Felipe Peréz Roque, the Cuban minister of external relations, has criticised the opposition in front of Spanish foreign affairs minister Miguel Ángel Moratinos on two occasions. At one time, he said that we were mercenaries and I didn’t protest, no way. On another occasion, he said that there were no political prisoners, and I did not protest again. Consequently: which political prisoners can they talk about in conversations between the European Union and Cuba if their own minister of foreign affairs states that they do not exist and they accept that?

You harshly criticised the Spanish government's policy on relations with Cuba.

Yes, the Spanish government wants to make it seem that they are talking with the opposition and with the government, but this is not true. The Spanish government is defending the interests of Spanish businesspersons in Cuba, which is unfortunately not as important as the interests of the Cuban people, such as the lack of freedom, many breaches of the universal declaration of the human rights, harassment and repression inflicted by the Cuban government.

Spain prefers to protect their economic interests than to defend  democracy

This does not concern the Spanish government, a country whose constitution is based precisely on the fundamental principles of the universal declaration of human rights. They prefer to protect their economic interests than to defend democracy.

What measures must the European Union take to promote a democratic process in Cuba?
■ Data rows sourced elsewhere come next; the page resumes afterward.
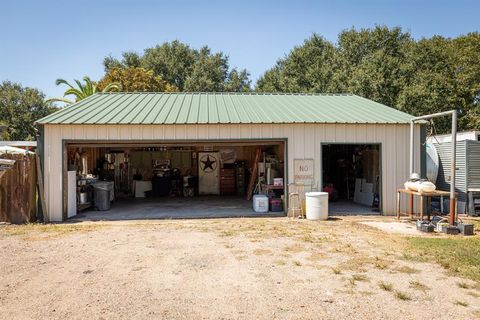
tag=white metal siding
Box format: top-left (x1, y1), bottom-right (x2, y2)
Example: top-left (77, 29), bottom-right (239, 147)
top-left (44, 124), bottom-right (420, 221)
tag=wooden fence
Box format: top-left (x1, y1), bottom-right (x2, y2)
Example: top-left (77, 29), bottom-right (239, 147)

They have said that, if they go ahead, they will come to Cuba and talk with the opposition; this has not happened. In October 2008 Markos Kyprianou, the Cypriot minister of foreign affairs, came to Cuba. His country is a member of the EU and he did not meet with the opposition at all. Moratinos kicked off this trend himself; on various occasions he has been and left Cuba without meeting the opposition. This implies that the European Union is treating the Cuban opposition like dirt, as if we do not exist.

US president Barack Obama has promised to lift the Bush administration travel restrictions to the island for Cuban-Americans (travel to Cuba is limited to once every three years), and the sending of money. Do you think that the new president can improve US-Cuba relations?

Unfortunately at the moment there are many problems on the island after three hurricanes ravaged the island, so that anything with respect to US foreign policy is a lesser priority, as we have so many domestic needs. Anything that can help us from an outside point of view is welcome, but it is very difficult to evaluate this policy now.